Athletic robots demand a whole-body actuation system design that utilizes motors up to the boundaries of their performance. However, creating such robots poses challenges of integrating design principles and reasoning of practical design choices. This paper presents a design framework that guides designers to find optimal design choices to create an actuation system that can rapidly generate torques and velocities required to achieve a given set of tasks, by minimizing inertia and leveraging cooperation between actuators. The framework serves as an interactive tool for designers who are in charge of providing design rules and candidate components such as motors, reduction mechanism, and coupling mechanisms between actuators and joints. A binary integer linear optimization explores design combinations to find optimal components that can achieve a set of tasks. The framework is demonstrated with 200 optimal design studies of a biped with 5-degree-of-freedom (DoF) legs, focusing on the effect of achieving multiple tasks (walking, lifting), constraining the mass budget of all motors in the system and the use of coupling mechanisms. The result provides a comprehensive view of how design choices and rules affect reflected inertia, copper loss of motors, and force capability of optimal actuation systems.

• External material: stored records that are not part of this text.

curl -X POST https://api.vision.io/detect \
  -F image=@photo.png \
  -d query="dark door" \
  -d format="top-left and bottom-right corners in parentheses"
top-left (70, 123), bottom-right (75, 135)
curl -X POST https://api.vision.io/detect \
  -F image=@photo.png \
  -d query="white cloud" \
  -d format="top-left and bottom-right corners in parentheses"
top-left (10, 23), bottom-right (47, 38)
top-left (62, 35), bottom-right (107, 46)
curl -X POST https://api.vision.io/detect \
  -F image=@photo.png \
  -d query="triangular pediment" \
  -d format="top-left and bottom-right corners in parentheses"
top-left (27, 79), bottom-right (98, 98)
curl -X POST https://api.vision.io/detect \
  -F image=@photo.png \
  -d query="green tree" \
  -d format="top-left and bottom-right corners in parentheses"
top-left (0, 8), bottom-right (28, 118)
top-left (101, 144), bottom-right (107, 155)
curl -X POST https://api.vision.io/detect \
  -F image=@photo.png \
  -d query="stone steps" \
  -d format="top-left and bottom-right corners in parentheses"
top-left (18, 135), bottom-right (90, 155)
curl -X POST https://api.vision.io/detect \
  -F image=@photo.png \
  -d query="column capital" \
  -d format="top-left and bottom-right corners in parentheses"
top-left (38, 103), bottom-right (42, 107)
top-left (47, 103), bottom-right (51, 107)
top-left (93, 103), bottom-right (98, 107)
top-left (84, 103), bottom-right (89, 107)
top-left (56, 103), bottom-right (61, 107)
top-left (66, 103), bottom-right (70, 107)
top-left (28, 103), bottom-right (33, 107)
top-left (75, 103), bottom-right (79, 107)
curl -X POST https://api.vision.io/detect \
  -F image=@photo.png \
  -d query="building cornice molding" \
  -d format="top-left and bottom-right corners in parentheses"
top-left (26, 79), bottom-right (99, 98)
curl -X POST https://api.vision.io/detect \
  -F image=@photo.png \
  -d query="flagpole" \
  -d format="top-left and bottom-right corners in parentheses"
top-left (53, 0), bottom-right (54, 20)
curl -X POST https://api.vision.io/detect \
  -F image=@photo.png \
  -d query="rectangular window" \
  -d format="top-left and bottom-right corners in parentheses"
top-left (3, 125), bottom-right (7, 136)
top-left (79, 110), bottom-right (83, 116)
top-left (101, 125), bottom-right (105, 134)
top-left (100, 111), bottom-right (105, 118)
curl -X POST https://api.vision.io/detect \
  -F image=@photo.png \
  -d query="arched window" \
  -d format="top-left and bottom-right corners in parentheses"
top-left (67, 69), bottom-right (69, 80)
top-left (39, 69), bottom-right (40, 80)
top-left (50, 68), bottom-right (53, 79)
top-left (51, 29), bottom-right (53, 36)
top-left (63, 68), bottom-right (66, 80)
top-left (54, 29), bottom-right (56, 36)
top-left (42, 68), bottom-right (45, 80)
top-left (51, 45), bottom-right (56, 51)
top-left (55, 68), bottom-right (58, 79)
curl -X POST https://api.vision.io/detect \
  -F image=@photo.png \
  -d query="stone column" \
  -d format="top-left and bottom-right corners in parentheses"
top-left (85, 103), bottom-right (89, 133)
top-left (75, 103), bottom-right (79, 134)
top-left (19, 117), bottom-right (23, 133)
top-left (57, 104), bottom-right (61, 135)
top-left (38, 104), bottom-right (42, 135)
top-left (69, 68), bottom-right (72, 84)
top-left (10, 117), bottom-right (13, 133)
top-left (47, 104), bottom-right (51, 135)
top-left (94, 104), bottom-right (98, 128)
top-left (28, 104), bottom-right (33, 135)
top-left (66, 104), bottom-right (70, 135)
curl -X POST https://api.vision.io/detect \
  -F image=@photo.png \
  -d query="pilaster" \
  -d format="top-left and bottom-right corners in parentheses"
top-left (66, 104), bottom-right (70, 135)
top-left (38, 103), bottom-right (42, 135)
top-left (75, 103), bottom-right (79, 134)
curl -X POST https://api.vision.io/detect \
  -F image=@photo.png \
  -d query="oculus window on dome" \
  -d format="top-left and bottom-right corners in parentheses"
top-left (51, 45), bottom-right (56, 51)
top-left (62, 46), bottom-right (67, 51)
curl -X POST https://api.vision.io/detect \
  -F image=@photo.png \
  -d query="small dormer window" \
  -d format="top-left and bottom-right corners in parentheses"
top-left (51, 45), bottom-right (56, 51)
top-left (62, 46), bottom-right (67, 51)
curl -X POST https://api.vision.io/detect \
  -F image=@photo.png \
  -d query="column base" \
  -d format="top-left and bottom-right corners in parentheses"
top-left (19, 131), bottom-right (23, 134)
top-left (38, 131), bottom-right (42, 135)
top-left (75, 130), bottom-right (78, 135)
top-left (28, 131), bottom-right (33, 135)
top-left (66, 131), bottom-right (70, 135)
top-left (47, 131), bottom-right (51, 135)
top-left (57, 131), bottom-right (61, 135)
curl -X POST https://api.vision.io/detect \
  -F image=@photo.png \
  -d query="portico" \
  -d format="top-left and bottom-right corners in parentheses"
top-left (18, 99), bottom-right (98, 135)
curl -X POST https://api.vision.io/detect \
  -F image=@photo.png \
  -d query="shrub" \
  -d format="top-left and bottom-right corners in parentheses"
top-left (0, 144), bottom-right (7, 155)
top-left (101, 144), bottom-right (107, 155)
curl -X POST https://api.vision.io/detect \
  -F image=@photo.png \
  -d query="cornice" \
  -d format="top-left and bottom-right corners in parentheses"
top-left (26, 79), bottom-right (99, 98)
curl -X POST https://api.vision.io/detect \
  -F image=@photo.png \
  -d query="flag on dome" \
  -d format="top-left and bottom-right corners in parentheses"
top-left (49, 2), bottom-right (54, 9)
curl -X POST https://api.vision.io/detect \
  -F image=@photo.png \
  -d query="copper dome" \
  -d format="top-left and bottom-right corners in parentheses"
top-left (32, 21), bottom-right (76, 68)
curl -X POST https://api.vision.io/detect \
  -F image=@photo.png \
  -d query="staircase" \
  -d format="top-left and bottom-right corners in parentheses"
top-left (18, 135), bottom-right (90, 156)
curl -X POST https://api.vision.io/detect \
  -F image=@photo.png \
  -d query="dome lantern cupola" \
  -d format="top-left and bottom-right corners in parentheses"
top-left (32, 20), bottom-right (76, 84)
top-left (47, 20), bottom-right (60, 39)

翻译：运动型机器人需要设计全身驱动系统，使电机运行至其性能边界。然而，此类机器人的制造面临整合设计原理与合理化实际设计抉择的挑战。本文提出一种设计框架，引导设计者通过最小化惯量并利用驱动器之间的协同作用，为给定任务集快速生成所需扭矩与速度的驱动系统，从而找到最优设计方案。该框架可作为交互式工具，供负责提供设计规则及候选组件（如电机、减速机构、驱动器与关节间的耦合机构）的设计者使用。通过二元整数线性优化方法探索设计组合，以找出能够实现任务集的最优组件。本框架通过200项关于具有5自由度腿部的双足机器人的最优设计研究进行验证，重点考察实现多任务（行走、举升）、约束系统内所有电机质量预算以及使用耦合机构的影响。研究结果全面展示了设计选择与规则如何影响最优驱动系统的反射惯量、电机铜损及力输出能力。